NHS patient data 'showed warning signs'
- Published
Health boards and the Scottish government should have heeded warning signs of problems with patient waiting lists, the auditor general has said.
Caroline Gardner told MSPs an increase in the practice of patients being marked "unavailable" for treatment, "should have rung warning bells".
Audit Scotland reported on the issue last week, external, after waiting list manipulation emerged at NHS Lothian.
The Scottish government said action had been taken to tackle the problems.
Ministers also stressed that no evidence of widespread waiting list manipulation across Scotland had emerged.
NHS Lothian was found to have removed patients from the 18-week waiting list when they refused to travel to England for treatment, marking them as "unavailable for social reasons".
The Audit Scotland report - which covered the period when Lothian waiting lists were being manipulated, between April and December 2011 - said there was "widespread use across Scotland" of the social unavailability patient code during that time.
It said use of the code rose from 11% of patients in 2008 to more than 30% in mid-2011, which came during a time when waiting time targets were being shortened.
Ms Gardner told the Scottish Parliament's audit committee: "We think that the focus of attention during 2011 for both the Scottish government and NHS boards was on whether the 18-week treatment target time was being achieved, rather than how it was being achieved.
"If NHS boards and the government had been looking at the other information which was available, such as the increasing use of social unavailability codes, that should have raised some warning signs which would have merited further investigation."
Ms Gardner was asked by committee convener and Labour MSP Iain Gray whether NHS boards and ministers "turned a blind eye or failed to notice" the issue.
She said there was information on the increase in use of social unavailability codes during that period, adding: "That information should have rung warning bells both for the health boards and for the Scottish government.
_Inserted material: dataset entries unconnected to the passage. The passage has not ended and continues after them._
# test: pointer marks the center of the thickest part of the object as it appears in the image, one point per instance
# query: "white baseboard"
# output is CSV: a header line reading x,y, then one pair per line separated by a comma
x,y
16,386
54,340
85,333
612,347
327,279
"It wasn't acted upon and it could have helped to avoid some of the concerns that have been raised since then."
Ms Gardner also told the committee that Audit Scotland recommended greater clarity on the use of patient codes in 2010, external, adding: "We think, had our recommendations been implemented at that time, the system would have been tighter and clearer, both for patients to understand and for the NHS and Scottish government to manage."
In its most recent report, Audit Scotland said that, in a small number of cases patients were inappropriately marked as unavailable for treatment, but could not say whether these were deliberate because of a lack of information available.
The Scottish government has said the ability to list patients as "socially unavailable", was replaced in October by a new system giving patients more flexibility to agree when they want to be treated.
The explicit agreement of patients is also needed if they want their treatment to be delayed.
In addition, a pilot phone line for patients seeking advice on waiting times will be opened later this year.